Does US cleric's death cast doubt on aid to Guatemala?

The assassination of the Rev. Stanley Rother, an American priest working in Guatemala, comes at an awkward time for US State Department officials. These officials are expected to testify shortly in favor of a resumption of US military aid to that Central American country.

The State Department recently decided to permit the export of 100 jeeps and 50 cargo trucks to Guatemala. The action was protested by 54 Democratic congressmen, who charged that the Guatemalan government of President Romeo Lucas Garcia, an army general, was engaged in a consistent pattern of gross violations of internationally recognized human rights. They argued that this disqualified Guatemala by law from procuring US weapons or crime control equipment.

The Rev. Mr. Rother, shot to death on July 28 in the town of Santiago Atitlan , becomes the ninth Roman Catholic cleric to be killed in this troubled Central American country in the last year. The bearded Rother was the first American among the victims.

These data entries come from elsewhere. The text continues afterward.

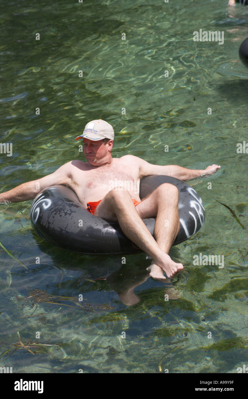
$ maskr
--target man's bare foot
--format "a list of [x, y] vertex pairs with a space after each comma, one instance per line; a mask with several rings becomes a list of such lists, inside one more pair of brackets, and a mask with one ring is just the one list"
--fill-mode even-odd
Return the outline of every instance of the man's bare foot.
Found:
[[204, 170], [204, 175], [205, 177], [208, 177], [209, 176], [213, 174], [216, 172], [217, 172], [218, 169], [220, 169], [220, 167], [219, 165], [215, 165], [215, 164], [209, 165]]
[[183, 269], [182, 263], [176, 263], [168, 255], [165, 253], [163, 261], [160, 262], [159, 265], [153, 261], [146, 270], [150, 272], [150, 275], [154, 279], [166, 279], [163, 271], [165, 272], [168, 278], [172, 279]]

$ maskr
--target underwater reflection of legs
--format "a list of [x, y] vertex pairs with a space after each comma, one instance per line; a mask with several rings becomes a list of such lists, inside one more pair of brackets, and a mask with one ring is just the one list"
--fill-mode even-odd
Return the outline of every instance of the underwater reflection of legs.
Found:
[[[107, 280], [110, 288], [116, 292], [120, 300], [124, 305], [131, 306], [140, 301], [140, 298], [134, 292], [136, 287], [145, 282], [150, 276], [149, 273], [141, 268], [135, 268], [130, 271], [126, 266], [122, 266], [119, 270], [109, 276]], [[177, 299], [181, 293], [173, 287], [173, 283], [169, 279], [161, 279], [164, 284], [164, 294], [168, 299]]]
[[135, 288], [145, 282], [149, 277], [146, 270], [141, 269], [139, 273], [137, 268], [135, 274], [130, 272], [126, 267], [122, 267], [107, 277], [107, 280], [111, 288], [118, 294], [119, 298], [124, 305], [131, 306], [135, 305], [140, 301], [139, 296], [135, 293]]

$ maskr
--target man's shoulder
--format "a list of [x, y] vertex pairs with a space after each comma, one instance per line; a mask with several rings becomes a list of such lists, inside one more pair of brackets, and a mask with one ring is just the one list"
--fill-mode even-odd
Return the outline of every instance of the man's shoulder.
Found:
[[73, 161], [70, 161], [68, 162], [68, 164], [72, 169], [77, 168], [82, 170], [85, 170], [86, 168], [87, 162], [84, 162], [83, 161], [80, 161], [78, 159], [74, 159]]
[[124, 161], [125, 162], [129, 162], [132, 164], [140, 164], [143, 160], [142, 158], [139, 158], [138, 156], [135, 156], [135, 155], [123, 155], [120, 158], [117, 158], [120, 160]]

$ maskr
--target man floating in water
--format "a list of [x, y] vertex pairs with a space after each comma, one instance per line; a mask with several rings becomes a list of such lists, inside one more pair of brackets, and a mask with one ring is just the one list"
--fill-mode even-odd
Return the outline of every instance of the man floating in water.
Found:
[[[213, 164], [204, 170], [198, 170], [175, 165], [152, 165], [133, 155], [112, 158], [114, 137], [109, 123], [102, 119], [91, 121], [83, 134], [75, 138], [83, 140], [86, 162], [68, 162], [51, 174], [0, 194], [0, 201], [32, 200], [49, 186], [67, 186], [91, 213], [118, 221], [127, 237], [152, 258], [147, 269], [151, 277], [165, 279], [165, 272], [171, 279], [183, 269], [182, 263], [174, 262], [168, 255], [180, 226], [178, 190], [173, 184], [164, 183], [141, 201], [140, 180], [151, 175], [166, 175], [186, 181], [210, 176], [221, 167]], [[133, 184], [130, 184], [132, 182]], [[142, 221], [150, 217], [156, 218], [154, 238]]]

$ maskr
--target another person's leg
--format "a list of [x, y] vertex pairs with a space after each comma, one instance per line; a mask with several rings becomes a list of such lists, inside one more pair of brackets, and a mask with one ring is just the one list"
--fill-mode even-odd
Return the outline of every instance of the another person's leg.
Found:
[[[167, 195], [166, 191], [170, 192]], [[173, 203], [172, 207], [173, 196], [176, 205]], [[105, 196], [94, 213], [96, 216], [107, 220], [118, 220], [127, 237], [152, 258], [154, 262], [151, 266], [153, 266], [153, 269], [156, 266], [160, 267], [169, 278], [181, 270], [183, 266], [181, 263], [176, 263], [172, 261], [160, 247], [141, 218], [157, 217], [155, 237], [168, 252], [170, 246], [178, 234], [178, 190], [172, 185], [167, 183], [161, 185], [154, 190], [150, 195], [139, 204], [136, 209], [128, 191], [123, 190], [123, 188], [120, 191], [114, 189]], [[166, 227], [164, 224], [166, 219], [169, 222], [168, 226]], [[165, 229], [167, 230], [163, 233], [160, 232], [161, 229], [163, 231]], [[151, 270], [150, 272], [150, 275], [155, 278], [165, 277], [162, 271], [162, 276], [161, 274], [159, 275], [157, 271], [157, 275], [154, 270]]]

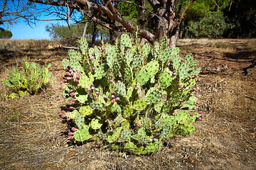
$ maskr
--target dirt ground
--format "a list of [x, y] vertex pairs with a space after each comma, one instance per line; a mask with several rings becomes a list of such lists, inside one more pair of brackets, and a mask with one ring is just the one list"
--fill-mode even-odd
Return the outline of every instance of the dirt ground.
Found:
[[[182, 55], [192, 53], [202, 67], [198, 109], [203, 121], [190, 137], [176, 135], [162, 149], [133, 155], [104, 149], [90, 141], [70, 142], [70, 106], [58, 89], [68, 50], [43, 45], [0, 54], [0, 80], [28, 62], [52, 64], [50, 84], [39, 95], [6, 98], [0, 84], [0, 169], [228, 169], [256, 168], [256, 50], [250, 40], [181, 40]], [[39, 45], [40, 46], [40, 45]]]

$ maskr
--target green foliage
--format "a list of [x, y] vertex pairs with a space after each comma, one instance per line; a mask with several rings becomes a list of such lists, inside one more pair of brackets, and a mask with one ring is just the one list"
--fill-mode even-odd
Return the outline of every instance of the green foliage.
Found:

An initial report from Guatemala City by United Press International quoted US Embassy officials there as saying that they had no information identifying Rother's killers.

When this reporter first met Stan Rother he was sleeping every night with his work boots on because he feared assassins might be coming to get him.

Although he declined to be quoted by name at the time, Rother made it clear late last year that he believed the kidnappings and killings, which had occurred in Santiago Atitlan while he worked there, were carried out by terrorists working with the Guatemalan government army.

After hearing that he himself might be on an army death list, Rother left the Guatemalan town early this year and spent three months with his parents in Oklahoma. But against the advice of friends and despite the continuing danger, Rother returned in May to Guatemala to resume his missionary duties.

Frankie Williams, a medical secretary from Wichita, Kan., who spent four vacations working with Rother in Santiago Atitlan, said that unlike some other priests in Guatemala and elsewhere in Central America, Rother did not have strong political opinions.

"He did not activate, motivate, or instigate any kind of movement against the government," she said. "He was a carpenter priest who built a hospital with his own hands."

But Ms. Williams recalled that after the Guatemalan army had moved into Santiago Atitlan late last year. Rother did say something that displeased an army captain. The captain had called a meeting to tell the people of the community, most of them descendants of the ancient Mayan Indians, that the military were their friends and was only there to protect them. But several kidnappings and assassinations had occurred in the town while it was under army control.

According to Ms. Williams, Rother immediately put up his hand and told the captain: "How can you say you are our friends when there was no trouble before you came. Now there is so much fear that people are afraid to talk to their neighbors or go out of their homes."

Ms. Williams said that the priest also gave refuge to a lay leader who was in trouble with the government and who was later kidnapped right in front of the priest's house. A letter that Rother wrote recalling what he described as army retaliation against innocent civilians for a guerrilla ambush that occurred last January was widely circulated inthe United States. Some of his friends think this may have been held against him.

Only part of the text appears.